Стоит на пружинящей, вонючей гнили, качается.

Человек, что подзывает его, как собаку, прилично одет. Светлый костюм, подбритые усики, на груди, на цепочке, очки в черепаховой оправе висят. Может, профессор какой, а то и знатный торговец. Зачем он здесь, на свалке поганой?

Человек протягивает лохматому человеку-собаке сверток. На расстоянии, как зверь, чувствует парень, как от свертка вкусно пахнет. Еда! Человечья еда! Не отбросы!

Начинает спускаться. Будто с небес. Будто ангел. Тихо, осторожно.

И уже улыбается.

И уже тянет руку.

И уже – рядом.

Как просто, оказывается, приманить человека.

Гораздо проще, чем зверя.

Вот человек-собака рядом с человеком-человеком.

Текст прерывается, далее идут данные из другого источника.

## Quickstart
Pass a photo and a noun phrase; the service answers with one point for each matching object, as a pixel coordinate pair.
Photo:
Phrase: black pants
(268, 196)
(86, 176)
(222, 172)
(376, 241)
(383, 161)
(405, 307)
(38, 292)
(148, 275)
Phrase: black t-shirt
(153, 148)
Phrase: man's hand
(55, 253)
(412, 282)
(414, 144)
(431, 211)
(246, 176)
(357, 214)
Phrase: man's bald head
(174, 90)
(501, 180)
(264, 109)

Вот человек-собака робко протягивает руку ладонью вверх.

И так стоит, будто милостыню просит.

Как просто сейчас схватить руку, вывернуть грубым захватом, повалить его на землю. Ногой наступить на грудь. Как просто его сейчас убить.

И накормить – тоже просто.

Человек-человек кладет в лапу человека-собаки, живущего на свалке неподалеку от красивого города Мехико, завернутую в промасленную бумагу еду. Что это? Тако? Буррито? Энчилада? Все равно. Это пахнет очень вкусно. Слюнки текут. Слезы текут. Человек-собака благодарно берет сверток и пытается поклониться человеку-человеку. Крепко сжимает сверток в руке.

– Осторожно, мясо раздавишь, – говорит человек-человек хрипло, – там жареная курица. Ешь! На здоровье!

Человек-собака разворачивает сверток и ест. Прямо на глазах у человека-человека.

Ест жадно, пылко; страшно, стремительно.

Через минуту от курицы в ладонях остаются косточки.

Кости. Розовые и желтые кости.

Зубы перемололи жареную маленькую жизнь.

Человек-человек смотрел, как ел человек-собака, и плакал.

Когда пес закончил грызть – человек отвернулся, чтобы пес не видел его жалких слез.